実業家として成功したモリスは、生活に芸術を浸透させるために、社会を変えることが必要だということで、50歳前後から徐々にマルクス主義へと傾倒していき、社会主義同盟を結成し、前後して本格的にアーツ・アンド・クラフツ運動を世に広めていくことになる。

ロンドン中心に位置する百貨店・リバティ。その創業者であるアーサー・リバティはモリスと同年代に生まれ、その活動を深く支持した一人でもあった。その為にリバティを代表するリバティプリントの多くには、モリス商会のデザインが採用されている訳である。

それに限らず、イギリス国内で時間を過ごしていると、街の様々な場所で、生活の様々な場面でモリス柄に出会うことになる。

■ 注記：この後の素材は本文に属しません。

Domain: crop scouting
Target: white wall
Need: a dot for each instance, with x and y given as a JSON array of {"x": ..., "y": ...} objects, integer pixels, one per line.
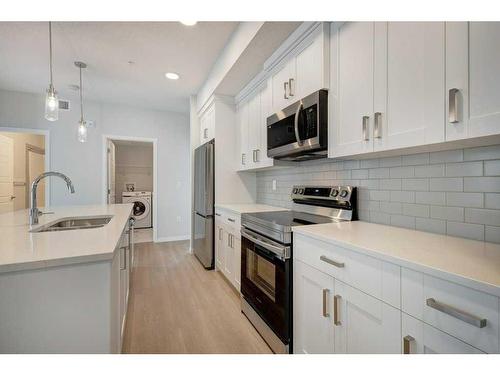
[
  {"x": 82, "y": 162},
  {"x": 133, "y": 163}
]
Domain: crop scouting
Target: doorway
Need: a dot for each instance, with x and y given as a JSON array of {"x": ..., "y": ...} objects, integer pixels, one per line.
[
  {"x": 22, "y": 159},
  {"x": 130, "y": 177}
]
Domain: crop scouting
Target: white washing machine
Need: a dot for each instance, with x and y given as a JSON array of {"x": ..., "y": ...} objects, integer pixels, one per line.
[{"x": 143, "y": 207}]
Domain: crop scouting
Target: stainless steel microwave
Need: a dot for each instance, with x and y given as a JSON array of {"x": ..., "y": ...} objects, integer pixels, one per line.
[{"x": 300, "y": 131}]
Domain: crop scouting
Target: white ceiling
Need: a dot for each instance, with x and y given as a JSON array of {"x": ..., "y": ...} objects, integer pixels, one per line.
[{"x": 107, "y": 47}]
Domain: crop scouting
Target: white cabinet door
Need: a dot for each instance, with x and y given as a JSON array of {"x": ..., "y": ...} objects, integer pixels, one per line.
[
  {"x": 409, "y": 75},
  {"x": 420, "y": 338},
  {"x": 281, "y": 86},
  {"x": 237, "y": 262},
  {"x": 243, "y": 136},
  {"x": 312, "y": 310},
  {"x": 472, "y": 79},
  {"x": 351, "y": 88},
  {"x": 365, "y": 325},
  {"x": 312, "y": 65}
]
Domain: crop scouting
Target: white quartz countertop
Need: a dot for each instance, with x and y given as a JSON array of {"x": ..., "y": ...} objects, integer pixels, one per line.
[
  {"x": 471, "y": 263},
  {"x": 21, "y": 249},
  {"x": 249, "y": 207}
]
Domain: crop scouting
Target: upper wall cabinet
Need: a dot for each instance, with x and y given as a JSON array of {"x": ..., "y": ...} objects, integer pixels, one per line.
[
  {"x": 303, "y": 70},
  {"x": 386, "y": 87},
  {"x": 472, "y": 79},
  {"x": 207, "y": 124}
]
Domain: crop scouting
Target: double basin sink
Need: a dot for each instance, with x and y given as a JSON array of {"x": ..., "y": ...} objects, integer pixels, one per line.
[{"x": 73, "y": 223}]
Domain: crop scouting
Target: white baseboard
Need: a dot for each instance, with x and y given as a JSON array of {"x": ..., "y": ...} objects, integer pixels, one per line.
[{"x": 173, "y": 238}]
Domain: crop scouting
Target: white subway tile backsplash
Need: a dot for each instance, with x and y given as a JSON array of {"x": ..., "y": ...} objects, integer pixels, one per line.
[
  {"x": 482, "y": 153},
  {"x": 453, "y": 192},
  {"x": 492, "y": 168},
  {"x": 429, "y": 170},
  {"x": 484, "y": 184},
  {"x": 482, "y": 216},
  {"x": 464, "y": 199},
  {"x": 447, "y": 213},
  {"x": 446, "y": 156},
  {"x": 430, "y": 225},
  {"x": 472, "y": 231},
  {"x": 471, "y": 168},
  {"x": 492, "y": 200}
]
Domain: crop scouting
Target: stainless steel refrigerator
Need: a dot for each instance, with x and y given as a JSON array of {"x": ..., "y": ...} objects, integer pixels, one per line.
[{"x": 204, "y": 186}]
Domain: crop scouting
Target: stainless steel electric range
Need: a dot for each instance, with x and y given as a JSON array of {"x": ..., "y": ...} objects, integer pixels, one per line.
[{"x": 267, "y": 251}]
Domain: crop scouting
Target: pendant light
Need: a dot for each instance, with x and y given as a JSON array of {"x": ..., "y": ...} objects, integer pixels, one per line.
[
  {"x": 51, "y": 100},
  {"x": 82, "y": 125}
]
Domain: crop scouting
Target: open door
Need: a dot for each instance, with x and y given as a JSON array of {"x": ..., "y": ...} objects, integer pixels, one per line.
[
  {"x": 6, "y": 174},
  {"x": 111, "y": 172}
]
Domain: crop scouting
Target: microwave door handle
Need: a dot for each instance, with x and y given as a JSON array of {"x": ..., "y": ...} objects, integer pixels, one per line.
[{"x": 296, "y": 124}]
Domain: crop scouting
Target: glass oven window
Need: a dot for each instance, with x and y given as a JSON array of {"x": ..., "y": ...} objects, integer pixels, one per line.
[{"x": 262, "y": 273}]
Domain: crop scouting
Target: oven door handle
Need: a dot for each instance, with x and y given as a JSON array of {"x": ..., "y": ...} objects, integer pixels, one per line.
[
  {"x": 283, "y": 252},
  {"x": 296, "y": 124}
]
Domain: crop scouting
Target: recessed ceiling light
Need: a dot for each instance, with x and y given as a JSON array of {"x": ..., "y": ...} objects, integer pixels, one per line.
[{"x": 171, "y": 75}]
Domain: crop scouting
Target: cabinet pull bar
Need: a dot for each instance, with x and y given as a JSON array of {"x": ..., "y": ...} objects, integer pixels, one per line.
[
  {"x": 407, "y": 340},
  {"x": 377, "y": 132},
  {"x": 453, "y": 106},
  {"x": 366, "y": 120},
  {"x": 332, "y": 262},
  {"x": 325, "y": 302},
  {"x": 336, "y": 306},
  {"x": 456, "y": 313}
]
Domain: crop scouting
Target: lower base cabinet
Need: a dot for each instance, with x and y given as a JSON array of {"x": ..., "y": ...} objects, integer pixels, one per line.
[{"x": 421, "y": 338}]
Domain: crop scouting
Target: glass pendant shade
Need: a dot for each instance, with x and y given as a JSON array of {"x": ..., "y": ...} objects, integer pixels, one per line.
[
  {"x": 51, "y": 105},
  {"x": 82, "y": 131}
]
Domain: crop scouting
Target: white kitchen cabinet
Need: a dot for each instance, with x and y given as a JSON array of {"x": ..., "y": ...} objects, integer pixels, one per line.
[
  {"x": 387, "y": 86},
  {"x": 409, "y": 75},
  {"x": 363, "y": 324},
  {"x": 305, "y": 71},
  {"x": 207, "y": 125},
  {"x": 313, "y": 310},
  {"x": 420, "y": 338},
  {"x": 472, "y": 79},
  {"x": 351, "y": 88}
]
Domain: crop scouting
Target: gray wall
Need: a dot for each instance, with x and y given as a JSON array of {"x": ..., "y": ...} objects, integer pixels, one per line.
[
  {"x": 451, "y": 192},
  {"x": 83, "y": 162}
]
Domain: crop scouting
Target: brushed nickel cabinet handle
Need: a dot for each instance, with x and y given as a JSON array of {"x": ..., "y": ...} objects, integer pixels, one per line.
[
  {"x": 457, "y": 313},
  {"x": 336, "y": 306},
  {"x": 407, "y": 340},
  {"x": 366, "y": 120},
  {"x": 377, "y": 133},
  {"x": 332, "y": 262},
  {"x": 325, "y": 302},
  {"x": 453, "y": 106}
]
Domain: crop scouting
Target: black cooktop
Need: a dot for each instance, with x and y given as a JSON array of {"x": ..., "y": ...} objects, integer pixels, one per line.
[{"x": 287, "y": 219}]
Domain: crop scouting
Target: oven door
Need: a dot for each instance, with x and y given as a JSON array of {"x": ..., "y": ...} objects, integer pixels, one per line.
[
  {"x": 266, "y": 284},
  {"x": 300, "y": 128}
]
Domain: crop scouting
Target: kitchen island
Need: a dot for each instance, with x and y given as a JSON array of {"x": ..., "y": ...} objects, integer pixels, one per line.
[{"x": 64, "y": 290}]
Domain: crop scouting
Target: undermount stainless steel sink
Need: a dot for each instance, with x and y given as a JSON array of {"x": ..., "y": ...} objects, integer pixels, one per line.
[{"x": 73, "y": 223}]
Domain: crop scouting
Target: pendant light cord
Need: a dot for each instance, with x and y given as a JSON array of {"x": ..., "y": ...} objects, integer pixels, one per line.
[{"x": 50, "y": 52}]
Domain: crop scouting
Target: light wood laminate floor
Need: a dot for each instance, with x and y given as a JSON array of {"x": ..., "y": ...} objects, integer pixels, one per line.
[{"x": 176, "y": 306}]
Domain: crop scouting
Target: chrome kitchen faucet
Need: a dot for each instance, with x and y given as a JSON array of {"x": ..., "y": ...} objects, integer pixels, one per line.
[{"x": 34, "y": 211}]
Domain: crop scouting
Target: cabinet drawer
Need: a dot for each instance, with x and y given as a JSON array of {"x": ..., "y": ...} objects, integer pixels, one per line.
[
  {"x": 467, "y": 314},
  {"x": 420, "y": 338},
  {"x": 374, "y": 277}
]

それほど、深く社会に受け入れられ、本当の意味で芸術を生活の中に浸透することに成功した偉大な社会芸術家であるモリス。

その生涯の活動と信条を丁寧に、そして実物とともにじっくりを理解することができる展示が、人生の各年代ごとに分けられ展開する。一階一部には、後ろに広がる広大なLloyd Parkに面した気持ちのいいテラスを持つカフェが併設されており、そこでゆっくりとイングリッシュ・ティーを頂くのもまた気持ちがいいものである。